In the data correction circuit 7, the correction number counter 12 and shift register 15 are cleared at the same time as the one line of dots is printed, and return to the initial state.

As explained above with reference to the drawings, according to the present invention, in a thermal printer in which a plurality of heating elements are arranged in a horizontal row on the same head, even if there is an abnormal one among the heating elements, it is possible to read the thermal printer. This has the effect that it is possible to obtain print quality that does not cause errors, and that there is no need to replace the head every time a failure such as a missing dot or a dot appears.

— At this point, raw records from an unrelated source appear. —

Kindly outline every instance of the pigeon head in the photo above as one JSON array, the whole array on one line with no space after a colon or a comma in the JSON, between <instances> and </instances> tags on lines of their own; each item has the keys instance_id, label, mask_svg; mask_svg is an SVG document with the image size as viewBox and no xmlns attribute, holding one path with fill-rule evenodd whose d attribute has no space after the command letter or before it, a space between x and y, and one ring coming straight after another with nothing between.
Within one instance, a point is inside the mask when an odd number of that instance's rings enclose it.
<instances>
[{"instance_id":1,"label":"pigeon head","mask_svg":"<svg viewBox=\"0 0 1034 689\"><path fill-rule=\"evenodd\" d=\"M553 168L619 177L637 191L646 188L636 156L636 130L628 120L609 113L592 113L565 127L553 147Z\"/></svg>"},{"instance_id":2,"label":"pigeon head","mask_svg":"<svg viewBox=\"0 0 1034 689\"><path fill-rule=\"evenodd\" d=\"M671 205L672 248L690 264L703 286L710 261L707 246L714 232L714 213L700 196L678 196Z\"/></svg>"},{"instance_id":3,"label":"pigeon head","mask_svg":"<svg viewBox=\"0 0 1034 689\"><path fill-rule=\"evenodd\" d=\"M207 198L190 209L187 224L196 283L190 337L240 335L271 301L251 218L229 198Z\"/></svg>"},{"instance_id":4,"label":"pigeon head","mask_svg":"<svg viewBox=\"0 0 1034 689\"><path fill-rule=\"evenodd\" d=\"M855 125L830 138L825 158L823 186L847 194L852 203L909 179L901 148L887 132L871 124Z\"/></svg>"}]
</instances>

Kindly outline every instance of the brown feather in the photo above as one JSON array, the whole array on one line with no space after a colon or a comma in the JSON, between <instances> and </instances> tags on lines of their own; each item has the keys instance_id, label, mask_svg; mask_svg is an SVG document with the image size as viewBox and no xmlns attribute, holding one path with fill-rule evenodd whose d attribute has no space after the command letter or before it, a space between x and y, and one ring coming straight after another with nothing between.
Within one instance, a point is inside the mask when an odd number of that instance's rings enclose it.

[Brief explanation of the drawing]

FIG. 1 is an explanatory diagram of the printing method of the present invention, FIG. 2 is a block diagram of an embodiment of the present invention, FIG. 3 is a diagram showing a part of the circuit configuration of FIG. 2, FIGS. This figure is a time chart explaining the operation of the data correction circuit of FIG. 3. DESCRIPTION OF SYMBOLS 1...Thermal head, 2...Heating element, 3...Test mode control circuit, 4...Abnormal element detection circuit, 5...
Line buffer, 6... Abnormal element address storage circuit, 7... Data correction circuit.

Claims (1)

[Scope of Claims] 1. A thermal head in which a plurality of heating elements are arranged in a horizontal line, a heating element driving circuit that pairs with these heating elements, a write pulse generating means, and a serially input pulse generator for one row of heating elements. and a line buffer for storing print data while shifting it bit by bit by a write pulse supplied from the write pulse generating means, and selectively drives the heating element drive circuit based on the data stored in the line buffer to perform printing. In a thermal printer, the following are provided: an abnormality detecting means for detecting an abnormality in the heating element and the heating element drive circuit; a storage means for storing the position of the abnormal heating element and the heating element driving circuit; and a counting means for counting the write pulses. and a comparison means that compares the count output of the counting means and the storage output of the storage means and outputs a correction signal every time the two outputs match, and inputs the print data and the correction signal of the comparison means, If the number of inputs of the correction signal while writing the print data for one row of elements to the line buffer is zero, the print data is output as is to the line buffer, and if the number of inputs is 1 or more, the print data is input the number of times. A thermal printer comprising: data correction means for shifting the data by an amount corresponding to the amount and outputting the shifted data to the line buffer.